Review Recommendations, Strategies, Effective Practices, and Resources

What the Literature Says*


Participation and success in math, science, and technology courses, especially those taught in an equitable and “hands-on” manner, increase the likelihood of women participating in nontraditional careers.


Timing: It is essential that girls and women persist and achieve in math, science, and technology careers, because young women are increasingly attracted to a wider, more diverse range of jobs as they get older. However, by the time young women start to fully consider a wide range of jobs as attractive options, critical decisions about qualifications will already have been made, restricting the actual options available to them.

Methods: One study found that a one-unit increase in calculus in high school doubled the odds that women would later choose a science or math major. However, some methods of teaching mathematics, ones that do not allow a “connected, relational understanding,” disenfranchise or exclude women, students of color, and students of low socioeconomic status from equitable learning opportunities. Women’s desire for conceptual and connected understanding is thwarted by traditional mathematics teaching methods.

Math interest: Although young women achieve at a rate comparable to young men, young women’s interest in math courses remains flat. “For young men in higher-level math tracks, math interest is much more strongly related to math school grades than for young women in the same math courses.” Both girls and boys have made impressive achievement gains between 1990 and 2000 on the National Assessment of Educational Progress. Nearly half of the mathematics bachelor’s degrees are awarded to women.

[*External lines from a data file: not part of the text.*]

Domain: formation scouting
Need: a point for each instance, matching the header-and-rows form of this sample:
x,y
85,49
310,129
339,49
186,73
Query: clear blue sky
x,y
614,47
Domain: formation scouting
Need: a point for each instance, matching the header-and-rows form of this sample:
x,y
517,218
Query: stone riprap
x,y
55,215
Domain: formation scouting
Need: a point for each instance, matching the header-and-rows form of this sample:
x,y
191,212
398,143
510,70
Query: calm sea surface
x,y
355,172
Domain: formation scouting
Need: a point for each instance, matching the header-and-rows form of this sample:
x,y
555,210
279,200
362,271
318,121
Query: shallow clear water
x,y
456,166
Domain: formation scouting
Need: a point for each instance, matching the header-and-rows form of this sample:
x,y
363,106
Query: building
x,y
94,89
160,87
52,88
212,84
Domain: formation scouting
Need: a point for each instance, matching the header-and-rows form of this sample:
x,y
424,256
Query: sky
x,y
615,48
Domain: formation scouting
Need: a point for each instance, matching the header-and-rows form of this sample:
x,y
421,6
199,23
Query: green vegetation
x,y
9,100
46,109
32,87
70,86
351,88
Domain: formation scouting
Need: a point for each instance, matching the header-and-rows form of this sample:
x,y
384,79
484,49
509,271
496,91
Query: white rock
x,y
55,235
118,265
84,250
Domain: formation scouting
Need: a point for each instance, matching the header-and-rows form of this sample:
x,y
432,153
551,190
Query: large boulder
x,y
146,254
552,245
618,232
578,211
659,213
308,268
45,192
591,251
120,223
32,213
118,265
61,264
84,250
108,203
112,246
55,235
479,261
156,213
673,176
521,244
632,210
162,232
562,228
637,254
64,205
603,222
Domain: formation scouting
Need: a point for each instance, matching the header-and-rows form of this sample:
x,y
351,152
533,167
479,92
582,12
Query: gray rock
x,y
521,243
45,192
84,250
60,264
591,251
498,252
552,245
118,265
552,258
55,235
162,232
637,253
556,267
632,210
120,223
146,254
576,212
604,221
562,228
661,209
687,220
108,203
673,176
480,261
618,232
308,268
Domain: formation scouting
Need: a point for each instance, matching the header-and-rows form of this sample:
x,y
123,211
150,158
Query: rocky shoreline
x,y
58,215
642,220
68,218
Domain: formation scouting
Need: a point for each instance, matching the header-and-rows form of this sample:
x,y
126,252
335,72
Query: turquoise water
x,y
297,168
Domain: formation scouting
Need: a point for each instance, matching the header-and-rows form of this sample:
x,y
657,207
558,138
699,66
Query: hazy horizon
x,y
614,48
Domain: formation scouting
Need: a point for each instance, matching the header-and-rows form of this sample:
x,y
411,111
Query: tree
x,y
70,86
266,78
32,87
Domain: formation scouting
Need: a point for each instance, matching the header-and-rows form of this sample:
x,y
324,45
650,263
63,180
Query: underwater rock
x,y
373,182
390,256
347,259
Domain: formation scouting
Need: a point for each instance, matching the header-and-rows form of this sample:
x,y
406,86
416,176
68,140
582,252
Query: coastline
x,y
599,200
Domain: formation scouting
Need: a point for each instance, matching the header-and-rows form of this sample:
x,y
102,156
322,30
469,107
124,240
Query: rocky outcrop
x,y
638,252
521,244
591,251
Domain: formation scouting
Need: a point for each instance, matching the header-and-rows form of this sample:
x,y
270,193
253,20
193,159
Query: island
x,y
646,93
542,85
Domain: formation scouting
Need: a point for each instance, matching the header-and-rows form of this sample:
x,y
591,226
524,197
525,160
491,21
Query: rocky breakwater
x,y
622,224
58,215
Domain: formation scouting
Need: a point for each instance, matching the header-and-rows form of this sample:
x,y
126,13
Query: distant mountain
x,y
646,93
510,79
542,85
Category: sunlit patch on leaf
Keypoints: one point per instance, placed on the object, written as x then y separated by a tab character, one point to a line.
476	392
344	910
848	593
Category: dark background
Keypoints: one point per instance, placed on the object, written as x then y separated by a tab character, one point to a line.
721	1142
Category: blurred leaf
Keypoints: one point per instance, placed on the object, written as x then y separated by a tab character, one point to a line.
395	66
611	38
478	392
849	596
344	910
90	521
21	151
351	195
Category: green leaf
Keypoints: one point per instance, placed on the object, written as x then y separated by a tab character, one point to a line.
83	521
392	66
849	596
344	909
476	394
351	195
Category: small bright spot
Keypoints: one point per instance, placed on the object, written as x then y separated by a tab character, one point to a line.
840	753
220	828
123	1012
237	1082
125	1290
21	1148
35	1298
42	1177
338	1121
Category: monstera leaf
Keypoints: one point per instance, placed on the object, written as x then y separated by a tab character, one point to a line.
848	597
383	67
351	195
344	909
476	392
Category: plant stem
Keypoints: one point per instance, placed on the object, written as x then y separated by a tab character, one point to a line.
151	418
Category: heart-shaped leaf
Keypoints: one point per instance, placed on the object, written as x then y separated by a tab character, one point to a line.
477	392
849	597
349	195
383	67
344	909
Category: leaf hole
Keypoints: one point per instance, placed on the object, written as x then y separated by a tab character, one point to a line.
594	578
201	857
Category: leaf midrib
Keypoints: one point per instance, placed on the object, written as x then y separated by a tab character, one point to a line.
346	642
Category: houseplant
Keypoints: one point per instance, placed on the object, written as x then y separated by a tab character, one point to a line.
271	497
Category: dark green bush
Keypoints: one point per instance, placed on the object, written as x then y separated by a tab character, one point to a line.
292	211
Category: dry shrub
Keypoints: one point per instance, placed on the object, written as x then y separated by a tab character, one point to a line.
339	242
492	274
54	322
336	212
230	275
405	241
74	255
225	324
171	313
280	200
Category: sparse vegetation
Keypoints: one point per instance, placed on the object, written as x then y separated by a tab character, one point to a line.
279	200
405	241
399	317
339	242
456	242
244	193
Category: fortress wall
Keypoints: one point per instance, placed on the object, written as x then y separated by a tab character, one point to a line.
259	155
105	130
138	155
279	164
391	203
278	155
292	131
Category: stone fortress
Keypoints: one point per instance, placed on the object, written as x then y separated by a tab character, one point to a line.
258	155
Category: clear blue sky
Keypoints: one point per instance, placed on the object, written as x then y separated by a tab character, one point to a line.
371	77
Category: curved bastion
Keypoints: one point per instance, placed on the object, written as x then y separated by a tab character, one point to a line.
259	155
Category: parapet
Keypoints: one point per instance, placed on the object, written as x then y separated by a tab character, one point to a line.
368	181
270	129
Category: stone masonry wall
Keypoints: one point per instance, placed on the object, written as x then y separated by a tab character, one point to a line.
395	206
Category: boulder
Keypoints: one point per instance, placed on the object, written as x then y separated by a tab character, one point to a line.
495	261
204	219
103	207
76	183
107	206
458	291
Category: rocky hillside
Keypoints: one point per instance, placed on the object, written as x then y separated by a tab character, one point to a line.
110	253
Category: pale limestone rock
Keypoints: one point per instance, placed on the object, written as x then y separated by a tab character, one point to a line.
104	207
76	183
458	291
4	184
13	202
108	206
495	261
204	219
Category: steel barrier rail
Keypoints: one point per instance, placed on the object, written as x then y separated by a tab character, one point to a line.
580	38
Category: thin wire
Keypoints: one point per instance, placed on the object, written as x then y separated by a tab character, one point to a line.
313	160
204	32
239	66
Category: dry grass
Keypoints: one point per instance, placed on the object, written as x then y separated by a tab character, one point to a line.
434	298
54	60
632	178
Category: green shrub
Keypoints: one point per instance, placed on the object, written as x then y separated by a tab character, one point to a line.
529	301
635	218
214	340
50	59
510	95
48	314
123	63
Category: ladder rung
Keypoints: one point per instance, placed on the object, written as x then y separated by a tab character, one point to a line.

However, the number of women working as mathematicians is low, and less than 5 percent of full mathematics professors in the top 50 science and engineering departments are women. Women earned less than 27 percent of bachelor’s degrees in computer science in 1998, but there was no difference in technology use between men and women. “We can but we don’t want to” seems to be the philosophy. Women’s attainment of bachelor’s degrees in computer science has declined since this study was done in 1998 to less than 25% in 2004.